Though it was synthesised in 1903, the crystal structure of Tyrian purple was not determined until 1980 with x-ray crystallography by Larsen and Watjen in 1980. The crystallographic information file for this structure can be found in the Cambridge Structure Database, refcode DBRING01

The crystal structure rainbow – Indigo in your batteries?

What does it look like?

The indigo carmine structure found by Yao et al.  Image take from thier paper.

The indigo carmine structure found by Yao et al. Image take from thier paper.

What is it?

This molecule is colourful, and perhaps an answer to humankind’s energy storage issues? Indigo carmine (or 5,5′-indigodisulfonic acid sodium salt) already has a number of uses because of its colour. This molecule can be used as an indicator of acidity. It also has medical uses, often being used to investigate how a urinary tract is working. It turns your pee indigo blue and can easily be broken down by your kidneys.

But some investigators have looked into the possibility of it being used as a battery material. This is because of the sodium ion in the structure (in the picture above these are purple). Much of the focus on increasing the effectiveness of batteries is investigating lithium ion batteries, but there’s an issue in that there’s only so much lithium the world has to offer. There’s a lot more sodium available, but it’s difficult to use as a battery material because the sodium atoms are quite a bit bigger than lithium ones (and you need them to be able to flow past the rest of the material in the electrode).
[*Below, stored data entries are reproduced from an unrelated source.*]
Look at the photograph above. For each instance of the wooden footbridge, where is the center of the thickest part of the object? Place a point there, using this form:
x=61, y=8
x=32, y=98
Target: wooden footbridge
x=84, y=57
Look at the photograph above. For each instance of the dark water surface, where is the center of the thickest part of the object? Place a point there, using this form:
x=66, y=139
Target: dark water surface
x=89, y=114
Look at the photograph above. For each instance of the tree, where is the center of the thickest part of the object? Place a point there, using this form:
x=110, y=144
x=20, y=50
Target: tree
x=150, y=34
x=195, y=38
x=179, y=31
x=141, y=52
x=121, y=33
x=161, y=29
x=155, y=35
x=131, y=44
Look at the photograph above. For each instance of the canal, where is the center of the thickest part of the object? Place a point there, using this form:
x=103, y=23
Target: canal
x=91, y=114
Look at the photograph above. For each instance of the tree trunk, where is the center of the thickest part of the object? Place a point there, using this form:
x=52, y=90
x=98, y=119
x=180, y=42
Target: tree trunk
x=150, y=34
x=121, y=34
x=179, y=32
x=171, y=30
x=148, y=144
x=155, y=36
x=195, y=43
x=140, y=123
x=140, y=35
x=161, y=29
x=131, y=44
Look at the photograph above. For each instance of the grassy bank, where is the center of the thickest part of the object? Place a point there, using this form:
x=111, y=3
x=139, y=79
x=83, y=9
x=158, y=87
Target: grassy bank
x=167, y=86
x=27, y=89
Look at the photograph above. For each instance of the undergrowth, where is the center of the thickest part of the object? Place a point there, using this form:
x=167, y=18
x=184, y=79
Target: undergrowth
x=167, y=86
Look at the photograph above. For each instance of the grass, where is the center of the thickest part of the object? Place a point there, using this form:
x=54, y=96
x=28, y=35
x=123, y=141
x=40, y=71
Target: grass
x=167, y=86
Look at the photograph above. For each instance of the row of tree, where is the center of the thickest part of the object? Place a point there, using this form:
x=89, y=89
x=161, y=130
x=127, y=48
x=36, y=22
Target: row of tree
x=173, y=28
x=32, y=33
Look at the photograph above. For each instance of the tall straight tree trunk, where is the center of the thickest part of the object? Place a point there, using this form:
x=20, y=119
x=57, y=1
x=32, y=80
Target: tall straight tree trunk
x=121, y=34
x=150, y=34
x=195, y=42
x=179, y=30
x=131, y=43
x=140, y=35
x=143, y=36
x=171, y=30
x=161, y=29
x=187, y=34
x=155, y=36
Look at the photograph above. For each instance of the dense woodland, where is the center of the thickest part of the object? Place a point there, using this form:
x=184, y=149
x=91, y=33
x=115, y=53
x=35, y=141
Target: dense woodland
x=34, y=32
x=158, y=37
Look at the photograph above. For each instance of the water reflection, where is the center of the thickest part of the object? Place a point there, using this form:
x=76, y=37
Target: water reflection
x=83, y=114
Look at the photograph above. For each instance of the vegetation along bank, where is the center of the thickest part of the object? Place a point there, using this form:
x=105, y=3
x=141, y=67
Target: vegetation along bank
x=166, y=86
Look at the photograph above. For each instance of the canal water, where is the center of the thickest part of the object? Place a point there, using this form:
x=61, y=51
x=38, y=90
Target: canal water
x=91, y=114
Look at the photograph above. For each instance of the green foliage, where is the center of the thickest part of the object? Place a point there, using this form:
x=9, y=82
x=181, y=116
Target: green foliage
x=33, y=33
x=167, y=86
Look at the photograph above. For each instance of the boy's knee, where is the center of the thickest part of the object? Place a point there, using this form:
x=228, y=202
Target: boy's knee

Electrode materials (those that store up the charge in batteries) are often made out of inorganic materials, which are themselves quite big atoms. The difficulties is finding an electrode that can reproducible give away it’s sodium to generate charge, but then take it back to store up energy again. Could an electrode be made out of a smaller, organic material?       

Where did the structure come from?

These Japanese researchers investigated the potential that indigo carmine has as a battery material, and monitored how the structure changed as it was charged up and as the energy was used. As they were preparing the same they saw that the structure had changed, and this new structure had lots of ‘potential’ as an electrode material.